Consider $\mathbb R$ as a model of the field theory. Is it true that it is saturated?
$\mathbb C$ is saturated, since it is a model of ACF; $\mathbb Q$ is not, since it is not $\omega$-universal: $\mathbb Q(\pi)$ is a model of $Th(\mathbb Q,+,\cdot,0,1)$, but one cannot immerge it elementary in $\mathbb Q$; right?
What about $\mathbb R$? Since now I tried to repeat the proof that $\mathbb C$ is saturated, but it didn't work.
Thank you in advance.
No. First, note that $x \leq y$ is definable in $\mathbb{R}$ by the formula $\exists z\,(z^2 = y-x)$. Now the partial type $\{n\leq x\mid n\in \mathbb{N}\}$ (over the empty set) is finitely satisfiable in $\mathbb{R}$ but not realized in $\mathbb{R}$.

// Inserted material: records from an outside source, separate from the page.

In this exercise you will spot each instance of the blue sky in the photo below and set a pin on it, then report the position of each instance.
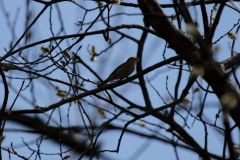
(113, 57)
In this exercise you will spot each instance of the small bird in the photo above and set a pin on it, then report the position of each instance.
(122, 71)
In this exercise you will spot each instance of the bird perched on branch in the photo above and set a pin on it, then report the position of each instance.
(122, 71)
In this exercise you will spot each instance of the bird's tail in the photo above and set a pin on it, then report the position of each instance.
(102, 83)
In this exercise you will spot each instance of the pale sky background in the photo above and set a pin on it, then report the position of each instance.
(118, 54)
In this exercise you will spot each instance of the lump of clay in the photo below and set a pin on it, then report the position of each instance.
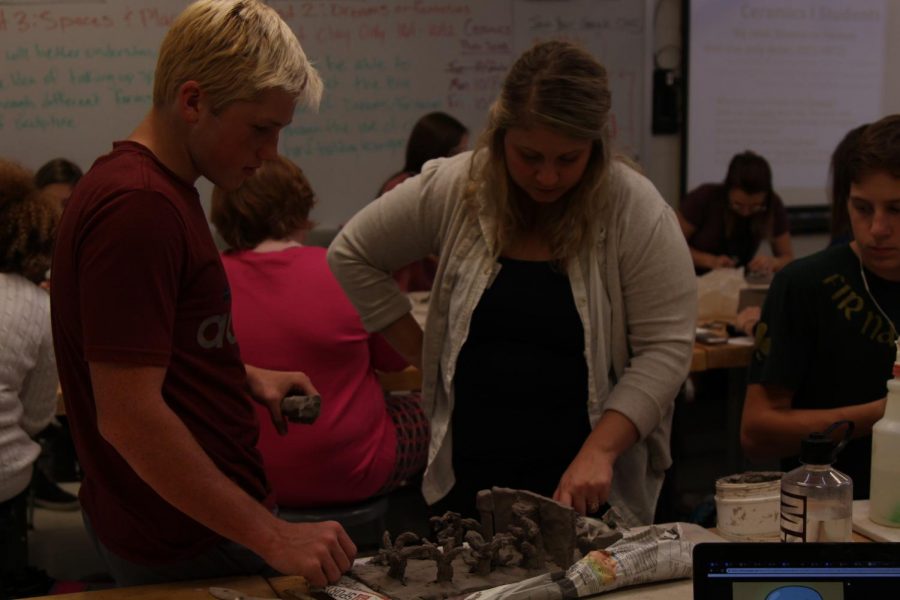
(301, 408)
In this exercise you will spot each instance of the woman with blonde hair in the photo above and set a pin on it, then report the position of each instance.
(563, 304)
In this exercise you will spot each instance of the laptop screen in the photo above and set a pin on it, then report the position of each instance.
(777, 571)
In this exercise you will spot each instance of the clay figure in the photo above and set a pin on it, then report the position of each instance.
(451, 528)
(443, 560)
(395, 555)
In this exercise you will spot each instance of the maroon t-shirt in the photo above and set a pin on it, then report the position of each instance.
(137, 279)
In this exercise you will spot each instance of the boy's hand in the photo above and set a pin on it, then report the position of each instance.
(270, 387)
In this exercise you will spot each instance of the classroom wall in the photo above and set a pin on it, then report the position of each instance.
(77, 75)
(478, 39)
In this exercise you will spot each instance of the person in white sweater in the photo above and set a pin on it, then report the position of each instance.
(561, 320)
(28, 379)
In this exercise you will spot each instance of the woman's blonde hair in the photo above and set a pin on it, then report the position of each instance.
(272, 204)
(28, 222)
(562, 87)
(234, 49)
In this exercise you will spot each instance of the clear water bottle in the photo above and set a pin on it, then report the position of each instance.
(884, 497)
(816, 499)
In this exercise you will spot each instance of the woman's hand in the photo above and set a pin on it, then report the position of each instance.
(721, 262)
(270, 387)
(586, 482)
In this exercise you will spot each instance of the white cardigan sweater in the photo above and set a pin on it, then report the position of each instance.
(28, 379)
(634, 288)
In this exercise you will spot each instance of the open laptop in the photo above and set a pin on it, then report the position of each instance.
(811, 571)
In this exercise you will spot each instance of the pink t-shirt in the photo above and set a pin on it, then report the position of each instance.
(290, 313)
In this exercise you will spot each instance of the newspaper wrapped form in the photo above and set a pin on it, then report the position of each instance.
(643, 555)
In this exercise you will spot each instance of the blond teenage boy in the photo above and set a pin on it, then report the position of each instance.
(157, 395)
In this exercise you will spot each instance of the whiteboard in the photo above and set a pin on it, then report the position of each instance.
(786, 79)
(77, 75)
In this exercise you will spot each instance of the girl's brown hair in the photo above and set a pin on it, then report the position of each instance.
(272, 204)
(28, 222)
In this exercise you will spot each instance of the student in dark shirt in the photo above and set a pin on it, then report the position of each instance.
(724, 223)
(826, 342)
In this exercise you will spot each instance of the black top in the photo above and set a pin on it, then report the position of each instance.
(521, 393)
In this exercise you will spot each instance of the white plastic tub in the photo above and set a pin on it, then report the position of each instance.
(748, 506)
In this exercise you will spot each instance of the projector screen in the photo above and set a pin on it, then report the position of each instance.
(784, 78)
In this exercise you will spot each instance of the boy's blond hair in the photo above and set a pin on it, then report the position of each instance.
(234, 49)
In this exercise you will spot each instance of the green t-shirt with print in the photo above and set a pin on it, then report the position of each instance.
(822, 337)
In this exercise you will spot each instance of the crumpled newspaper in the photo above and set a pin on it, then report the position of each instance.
(642, 555)
(718, 292)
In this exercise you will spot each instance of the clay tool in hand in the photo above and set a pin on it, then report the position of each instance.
(301, 408)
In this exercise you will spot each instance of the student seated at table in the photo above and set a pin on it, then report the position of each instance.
(158, 397)
(561, 321)
(289, 313)
(724, 223)
(825, 344)
(28, 221)
(57, 178)
(434, 135)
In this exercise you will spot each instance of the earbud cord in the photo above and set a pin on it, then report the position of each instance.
(862, 273)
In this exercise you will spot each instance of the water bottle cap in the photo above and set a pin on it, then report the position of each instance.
(817, 449)
(820, 449)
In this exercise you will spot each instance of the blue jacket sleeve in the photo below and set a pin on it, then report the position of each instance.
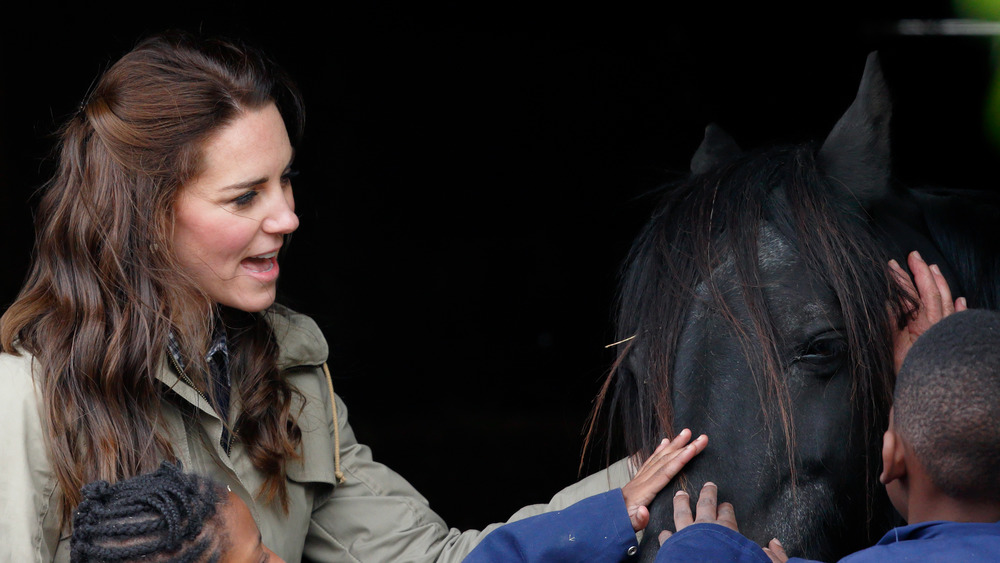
(709, 543)
(595, 529)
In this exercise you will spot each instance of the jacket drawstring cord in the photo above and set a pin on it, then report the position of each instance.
(336, 428)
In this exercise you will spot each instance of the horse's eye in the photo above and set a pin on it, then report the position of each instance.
(823, 350)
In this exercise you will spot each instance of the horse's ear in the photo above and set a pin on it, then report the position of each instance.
(717, 147)
(856, 152)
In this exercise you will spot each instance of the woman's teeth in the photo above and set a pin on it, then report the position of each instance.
(262, 263)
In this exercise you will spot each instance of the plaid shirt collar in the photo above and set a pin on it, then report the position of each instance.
(219, 346)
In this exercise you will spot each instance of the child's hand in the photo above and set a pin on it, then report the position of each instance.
(710, 512)
(933, 295)
(667, 460)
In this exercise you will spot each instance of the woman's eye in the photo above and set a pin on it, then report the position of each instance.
(287, 176)
(245, 199)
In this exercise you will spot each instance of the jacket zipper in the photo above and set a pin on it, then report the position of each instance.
(186, 379)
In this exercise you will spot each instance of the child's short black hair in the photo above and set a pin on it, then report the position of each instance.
(159, 517)
(947, 404)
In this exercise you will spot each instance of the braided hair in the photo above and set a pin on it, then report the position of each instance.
(166, 516)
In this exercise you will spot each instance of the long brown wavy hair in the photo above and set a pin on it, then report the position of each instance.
(105, 290)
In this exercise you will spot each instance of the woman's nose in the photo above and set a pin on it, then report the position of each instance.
(281, 218)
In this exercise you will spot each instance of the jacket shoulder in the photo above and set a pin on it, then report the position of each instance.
(300, 340)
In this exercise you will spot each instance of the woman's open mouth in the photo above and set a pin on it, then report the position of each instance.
(262, 263)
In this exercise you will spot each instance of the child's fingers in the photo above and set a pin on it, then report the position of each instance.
(707, 501)
(682, 510)
(903, 278)
(727, 516)
(947, 305)
(775, 551)
(930, 296)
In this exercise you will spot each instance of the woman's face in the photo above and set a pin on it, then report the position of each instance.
(230, 221)
(244, 545)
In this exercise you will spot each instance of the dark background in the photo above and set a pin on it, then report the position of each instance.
(473, 174)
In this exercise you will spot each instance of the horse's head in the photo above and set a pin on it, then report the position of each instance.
(757, 307)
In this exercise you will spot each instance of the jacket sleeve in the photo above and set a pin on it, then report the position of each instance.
(710, 542)
(595, 529)
(29, 525)
(375, 515)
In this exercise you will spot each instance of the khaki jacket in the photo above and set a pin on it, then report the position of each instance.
(373, 516)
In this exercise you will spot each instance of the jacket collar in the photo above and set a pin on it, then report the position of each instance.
(300, 343)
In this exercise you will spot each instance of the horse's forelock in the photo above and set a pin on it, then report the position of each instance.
(721, 213)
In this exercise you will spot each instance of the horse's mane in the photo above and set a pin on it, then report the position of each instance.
(717, 216)
(965, 226)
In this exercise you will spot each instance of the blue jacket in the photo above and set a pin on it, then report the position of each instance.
(595, 529)
(926, 542)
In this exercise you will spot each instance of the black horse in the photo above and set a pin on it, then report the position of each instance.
(757, 306)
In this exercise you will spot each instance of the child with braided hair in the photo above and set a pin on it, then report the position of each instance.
(165, 516)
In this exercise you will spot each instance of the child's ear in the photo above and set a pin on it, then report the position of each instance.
(893, 455)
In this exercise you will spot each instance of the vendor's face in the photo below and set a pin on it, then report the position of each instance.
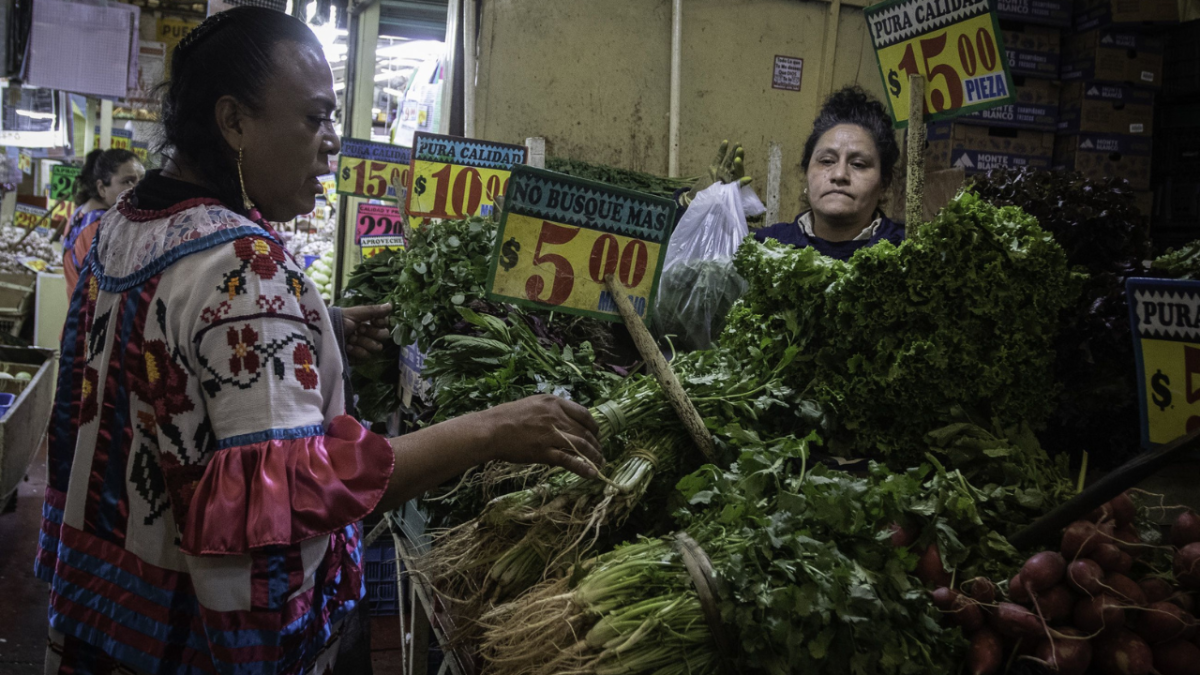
(287, 143)
(125, 178)
(845, 179)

For the case of $\mathbb{Q}$, the partial type $\{ax + b \neq 0\mid a,b\in \mathbb{N}\}\cup \{-ax + b\neq 0\mid a,b\in \mathbb{N}\}$ (over the empty set) is finitely satisfiable in $\mathbb{Q}$, but not realized in $\mathbb{Q}$.

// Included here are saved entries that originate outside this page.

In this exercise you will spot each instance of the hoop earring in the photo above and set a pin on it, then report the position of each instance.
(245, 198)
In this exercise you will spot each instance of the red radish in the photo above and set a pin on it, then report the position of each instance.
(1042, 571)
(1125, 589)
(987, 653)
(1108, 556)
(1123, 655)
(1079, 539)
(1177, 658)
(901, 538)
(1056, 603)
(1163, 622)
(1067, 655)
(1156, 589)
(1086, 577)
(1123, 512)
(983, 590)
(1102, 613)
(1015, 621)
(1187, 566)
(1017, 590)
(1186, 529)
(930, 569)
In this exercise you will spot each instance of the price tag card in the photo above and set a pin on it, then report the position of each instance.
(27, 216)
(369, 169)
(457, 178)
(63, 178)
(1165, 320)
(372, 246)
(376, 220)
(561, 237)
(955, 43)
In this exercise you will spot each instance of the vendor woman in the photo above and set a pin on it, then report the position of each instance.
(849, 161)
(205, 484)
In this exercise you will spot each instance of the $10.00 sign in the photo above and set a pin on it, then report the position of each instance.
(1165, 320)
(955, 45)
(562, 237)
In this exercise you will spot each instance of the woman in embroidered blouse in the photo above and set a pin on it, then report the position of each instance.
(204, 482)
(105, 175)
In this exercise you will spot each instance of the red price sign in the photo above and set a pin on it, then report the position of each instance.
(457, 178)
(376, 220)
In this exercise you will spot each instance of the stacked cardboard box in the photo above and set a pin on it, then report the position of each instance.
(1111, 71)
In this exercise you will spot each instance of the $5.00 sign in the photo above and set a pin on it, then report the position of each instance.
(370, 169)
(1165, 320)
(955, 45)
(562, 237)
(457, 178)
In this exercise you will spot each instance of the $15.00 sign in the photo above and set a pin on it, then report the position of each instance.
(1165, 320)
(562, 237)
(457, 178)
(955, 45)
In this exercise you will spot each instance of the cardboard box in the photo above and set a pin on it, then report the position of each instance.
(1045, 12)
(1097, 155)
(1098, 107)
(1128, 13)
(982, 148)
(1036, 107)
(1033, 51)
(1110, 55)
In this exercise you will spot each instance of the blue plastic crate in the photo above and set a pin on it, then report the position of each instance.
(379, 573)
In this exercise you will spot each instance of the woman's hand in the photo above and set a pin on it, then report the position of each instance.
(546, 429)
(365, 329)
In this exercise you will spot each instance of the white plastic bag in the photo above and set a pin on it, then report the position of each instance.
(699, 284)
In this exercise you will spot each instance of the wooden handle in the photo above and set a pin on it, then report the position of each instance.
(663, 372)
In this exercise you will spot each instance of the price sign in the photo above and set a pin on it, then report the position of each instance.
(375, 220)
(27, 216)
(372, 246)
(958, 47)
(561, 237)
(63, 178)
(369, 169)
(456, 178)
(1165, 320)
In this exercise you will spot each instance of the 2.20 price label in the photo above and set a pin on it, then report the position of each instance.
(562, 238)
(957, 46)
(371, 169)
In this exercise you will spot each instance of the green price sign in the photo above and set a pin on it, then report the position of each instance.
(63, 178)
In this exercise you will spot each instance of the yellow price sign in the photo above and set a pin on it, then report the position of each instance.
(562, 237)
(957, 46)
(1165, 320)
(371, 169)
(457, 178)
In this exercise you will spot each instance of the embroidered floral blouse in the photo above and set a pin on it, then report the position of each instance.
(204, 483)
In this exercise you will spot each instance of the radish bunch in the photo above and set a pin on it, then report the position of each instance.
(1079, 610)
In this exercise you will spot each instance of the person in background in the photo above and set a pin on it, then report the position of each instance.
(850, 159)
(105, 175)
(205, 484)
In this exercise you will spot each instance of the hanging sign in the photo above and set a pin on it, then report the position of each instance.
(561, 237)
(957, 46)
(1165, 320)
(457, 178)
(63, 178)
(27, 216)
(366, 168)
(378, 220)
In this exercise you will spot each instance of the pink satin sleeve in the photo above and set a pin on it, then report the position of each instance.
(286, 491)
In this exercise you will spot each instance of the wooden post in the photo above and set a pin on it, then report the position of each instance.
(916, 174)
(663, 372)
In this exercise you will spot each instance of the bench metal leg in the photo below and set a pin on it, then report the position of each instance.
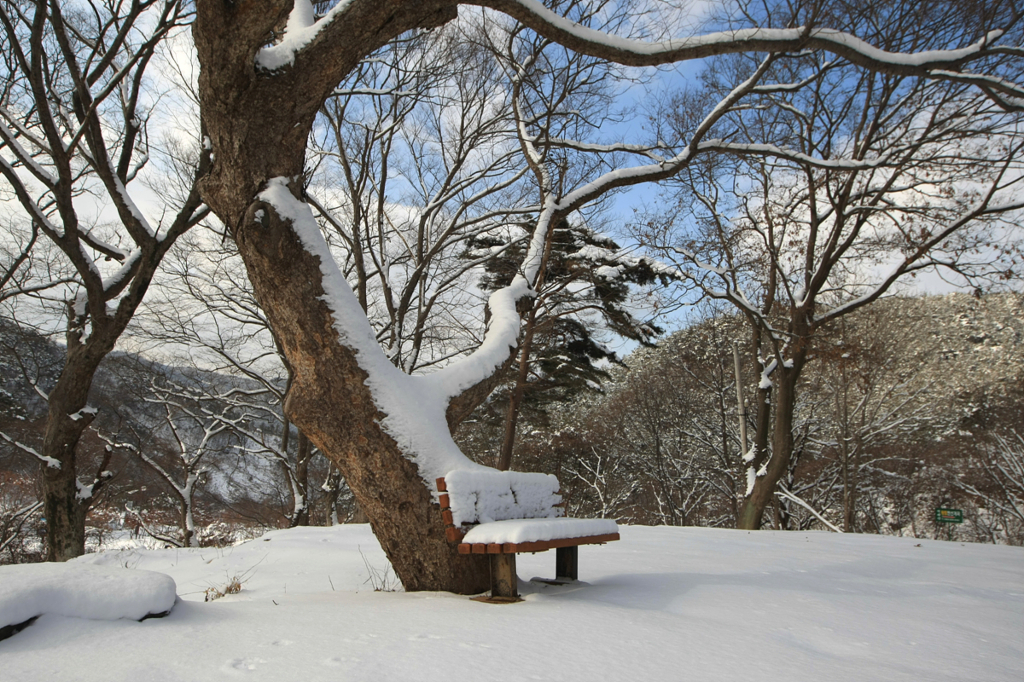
(567, 563)
(504, 583)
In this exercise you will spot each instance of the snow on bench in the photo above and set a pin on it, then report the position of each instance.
(503, 513)
(82, 591)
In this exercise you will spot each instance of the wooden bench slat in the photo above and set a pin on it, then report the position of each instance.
(537, 546)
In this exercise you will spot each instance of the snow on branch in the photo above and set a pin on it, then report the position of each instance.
(48, 461)
(641, 53)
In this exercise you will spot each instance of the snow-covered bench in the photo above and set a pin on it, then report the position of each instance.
(504, 513)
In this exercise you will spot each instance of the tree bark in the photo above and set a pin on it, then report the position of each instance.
(784, 386)
(64, 508)
(258, 125)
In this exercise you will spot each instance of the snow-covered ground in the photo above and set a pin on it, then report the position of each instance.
(663, 604)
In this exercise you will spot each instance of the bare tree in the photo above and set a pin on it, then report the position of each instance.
(836, 183)
(74, 136)
(259, 104)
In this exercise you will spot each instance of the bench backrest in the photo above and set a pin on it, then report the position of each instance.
(480, 497)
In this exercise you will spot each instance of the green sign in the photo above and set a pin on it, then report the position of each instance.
(948, 516)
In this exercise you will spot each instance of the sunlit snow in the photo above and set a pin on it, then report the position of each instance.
(662, 604)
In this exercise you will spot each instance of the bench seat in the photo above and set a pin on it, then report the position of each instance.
(523, 535)
(504, 513)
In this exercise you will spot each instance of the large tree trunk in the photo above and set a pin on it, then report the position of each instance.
(331, 403)
(64, 508)
(258, 126)
(753, 508)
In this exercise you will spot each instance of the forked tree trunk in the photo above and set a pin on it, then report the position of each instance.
(258, 125)
(330, 402)
(64, 507)
(784, 386)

As I noted in the comments, your proposed argument does not work, because $\mathbb{Q}(\pi)$ is not elementarily equivalent to $\mathbb{Q}$. But any elementary extension of $\mathbb{Q}$ must contain an element realizing the partial type above, and hence can't be embedded elementarily in $\mathbb{Q}$.